Every day, some Babylonian atrocity conspires to wake us from our self-imposed sleep. Each day in Iraq brings proof that a tree with such deep roots in the soil of cynicism and moral duplicity is incapable of producing anything remotely resembling good fruit.
Three years into a war ostensibly waged to end the reign of a despot, we're secretly nostalgic for the authoritarian rule that kept the warring factions under heel.
Whenever a great military power finds itself in the kind of hole the United States is digging for itself in Iraq, warlords waste no time dipping into their ever expanding arsenal of sentimental cliches to keep the guilt-stricken civilians in line.
Because there is no draft or shared burden for defending the country, those of us who have never marched in formation are expected to keep our mouths shut and our morality to ourselves.
We're told that even suggesting that there is a higher morality than pure expediency detracts from the war effort.
Since most of us will never experience the dread of battle, who are we to impose our bourgeois morality on the men and women fighting on our behalf in the godforsaken corners of the earth? It feels churlish to tell folks in the military under what conditions we're willing to have them die for us, but that's our right, too.
That's why civilians chuckle whenever the subject of reinforcing "core values" in the military comes up.
As long as Donald Rumsfeld is secretary of defense, the whole notion of teaching "core values" in the military is like a burglar preaching to an apprentice the virtue of an honest day's work. It's oxymoronic on its face.
Prior to Haditha, who would have thought it was necessary to remind anyone that shooting 24 unarmed men, women and children couldn't be justified under any scenario?
But instead of thoughtful reflection on the perversity of this war, Haditha has generated enough partisan sophistry to make the devil weep.
Conservatives take offense at comparisons between My Lai and Haditha and split hairs over whether the military covered it up. They refuse to address the fundamental question of whether it is immoral to put stressed-out Marines in a position to "snap" when a comrade is killed in the first place.
Since it is never in the interest of a weak president to depart from the script extolling the unassailable virtue of the troops, the myth of their equanimity in the face of escalating horror continues. President Bush parrots what everyone already knows: that most soldiers in Iraq serve honorably.
What Mr. Bush refuses to give voice to is what everyone suspects but are waiting for a true leader to say: Enlisting in the military doesn't make a person a "hero." Putting on a uniform doesn't exempt a soldier from observing the obligations that tether all of us to the same moral order.

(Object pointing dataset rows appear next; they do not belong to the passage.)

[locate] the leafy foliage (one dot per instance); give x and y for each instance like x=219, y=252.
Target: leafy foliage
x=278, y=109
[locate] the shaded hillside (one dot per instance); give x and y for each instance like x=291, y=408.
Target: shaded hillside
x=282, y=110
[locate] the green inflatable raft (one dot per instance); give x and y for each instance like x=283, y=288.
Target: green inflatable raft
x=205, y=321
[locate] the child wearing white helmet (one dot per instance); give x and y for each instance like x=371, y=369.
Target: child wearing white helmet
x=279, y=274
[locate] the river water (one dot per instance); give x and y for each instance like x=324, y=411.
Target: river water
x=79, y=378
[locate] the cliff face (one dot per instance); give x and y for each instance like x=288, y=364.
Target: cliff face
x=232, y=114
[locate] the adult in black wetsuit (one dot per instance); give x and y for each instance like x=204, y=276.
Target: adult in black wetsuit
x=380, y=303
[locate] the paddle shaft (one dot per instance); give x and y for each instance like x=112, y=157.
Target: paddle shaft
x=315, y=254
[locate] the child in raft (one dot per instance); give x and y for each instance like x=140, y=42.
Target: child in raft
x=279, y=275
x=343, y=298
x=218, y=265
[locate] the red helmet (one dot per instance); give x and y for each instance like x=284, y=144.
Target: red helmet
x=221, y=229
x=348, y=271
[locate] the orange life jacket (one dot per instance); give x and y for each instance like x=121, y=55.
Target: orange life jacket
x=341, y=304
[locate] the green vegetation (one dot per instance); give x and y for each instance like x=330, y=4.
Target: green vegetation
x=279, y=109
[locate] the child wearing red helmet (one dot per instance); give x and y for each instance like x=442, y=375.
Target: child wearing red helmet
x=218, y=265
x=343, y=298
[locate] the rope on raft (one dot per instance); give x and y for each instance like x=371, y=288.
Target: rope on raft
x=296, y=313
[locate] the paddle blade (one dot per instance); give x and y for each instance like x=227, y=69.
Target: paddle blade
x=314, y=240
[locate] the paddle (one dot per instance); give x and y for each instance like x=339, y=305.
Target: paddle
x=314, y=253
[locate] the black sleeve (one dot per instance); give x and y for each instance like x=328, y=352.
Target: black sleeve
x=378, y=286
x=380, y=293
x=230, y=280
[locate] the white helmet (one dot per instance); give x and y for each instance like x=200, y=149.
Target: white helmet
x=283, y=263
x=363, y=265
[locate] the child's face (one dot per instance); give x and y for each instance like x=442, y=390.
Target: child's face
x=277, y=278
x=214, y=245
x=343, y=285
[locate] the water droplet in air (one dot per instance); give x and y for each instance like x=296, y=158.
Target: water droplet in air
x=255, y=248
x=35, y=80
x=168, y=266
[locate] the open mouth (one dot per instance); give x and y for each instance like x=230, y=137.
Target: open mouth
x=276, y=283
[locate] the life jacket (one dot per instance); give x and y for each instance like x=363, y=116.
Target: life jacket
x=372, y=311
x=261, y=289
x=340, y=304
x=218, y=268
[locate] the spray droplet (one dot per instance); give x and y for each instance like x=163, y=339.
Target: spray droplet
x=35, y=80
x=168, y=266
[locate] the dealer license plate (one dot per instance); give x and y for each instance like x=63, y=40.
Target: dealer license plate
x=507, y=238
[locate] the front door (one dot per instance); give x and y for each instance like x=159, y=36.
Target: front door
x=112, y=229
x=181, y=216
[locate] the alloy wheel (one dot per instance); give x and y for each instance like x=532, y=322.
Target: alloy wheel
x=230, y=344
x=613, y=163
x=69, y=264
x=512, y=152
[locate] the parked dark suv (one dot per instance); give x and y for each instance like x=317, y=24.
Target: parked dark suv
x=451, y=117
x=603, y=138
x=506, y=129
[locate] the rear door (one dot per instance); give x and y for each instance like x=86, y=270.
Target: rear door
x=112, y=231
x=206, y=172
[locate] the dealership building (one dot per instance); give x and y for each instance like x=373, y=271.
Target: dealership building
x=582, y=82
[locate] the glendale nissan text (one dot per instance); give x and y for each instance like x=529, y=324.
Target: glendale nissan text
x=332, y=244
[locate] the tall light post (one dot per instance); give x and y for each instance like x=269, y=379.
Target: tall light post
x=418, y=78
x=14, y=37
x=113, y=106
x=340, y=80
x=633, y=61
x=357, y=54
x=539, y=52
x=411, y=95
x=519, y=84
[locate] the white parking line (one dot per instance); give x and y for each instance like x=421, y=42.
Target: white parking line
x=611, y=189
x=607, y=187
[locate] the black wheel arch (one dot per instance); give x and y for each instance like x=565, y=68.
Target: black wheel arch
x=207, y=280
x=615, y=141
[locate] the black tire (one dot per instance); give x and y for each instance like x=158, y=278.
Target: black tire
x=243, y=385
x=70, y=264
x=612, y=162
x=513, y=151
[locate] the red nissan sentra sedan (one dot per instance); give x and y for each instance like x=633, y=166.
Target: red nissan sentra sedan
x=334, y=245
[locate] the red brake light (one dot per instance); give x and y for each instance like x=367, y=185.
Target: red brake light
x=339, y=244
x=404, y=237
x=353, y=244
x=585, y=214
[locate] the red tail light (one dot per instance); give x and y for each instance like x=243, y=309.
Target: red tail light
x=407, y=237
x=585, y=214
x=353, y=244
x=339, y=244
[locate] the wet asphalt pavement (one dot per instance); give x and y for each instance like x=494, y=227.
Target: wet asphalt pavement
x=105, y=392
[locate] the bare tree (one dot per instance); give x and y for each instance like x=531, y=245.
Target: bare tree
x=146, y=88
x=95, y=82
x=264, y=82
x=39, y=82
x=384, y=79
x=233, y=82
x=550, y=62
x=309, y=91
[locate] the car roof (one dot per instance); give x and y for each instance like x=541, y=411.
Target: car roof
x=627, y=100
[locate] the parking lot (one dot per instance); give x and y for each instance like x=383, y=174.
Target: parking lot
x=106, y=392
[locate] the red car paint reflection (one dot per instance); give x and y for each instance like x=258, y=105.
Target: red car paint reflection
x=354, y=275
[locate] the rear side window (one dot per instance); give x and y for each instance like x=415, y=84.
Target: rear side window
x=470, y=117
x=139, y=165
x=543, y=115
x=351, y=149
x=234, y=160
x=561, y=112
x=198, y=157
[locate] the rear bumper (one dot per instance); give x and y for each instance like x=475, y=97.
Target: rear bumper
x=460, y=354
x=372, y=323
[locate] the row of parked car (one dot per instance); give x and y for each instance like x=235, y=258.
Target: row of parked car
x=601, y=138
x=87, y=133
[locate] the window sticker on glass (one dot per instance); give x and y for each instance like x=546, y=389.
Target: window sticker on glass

We shouldn't allow this president to insult the dignity of the men and women in the military by lowering the bar for what constitutes a hero. Heroism has to be earned.
This country may finally have had its fill of dime store patriotism. There aren't as many flags flying on front porches and lawns anymore. The Dixie Chicks have been rehabilitated and people are finally asking tough questions about the war, albeit three years down the road.
Even as the Pentagon schemes to remove a ban on "humiliating and degrading treatment" of prisoners from the revamped guide to soldier conduct, our troops understand that true service to the country stems from adhering to values that make the brutalization of the enemy impossible.
It isn't the enlisted men and women in the U.S. military who need a primer in ethics. It is the civilian leadership in Congress and the Pentagon who desperately need "core values" training. Ultimately, the failure in Iraq reflects the moral confusion of an inept president and his merry band of civilian and military enablers.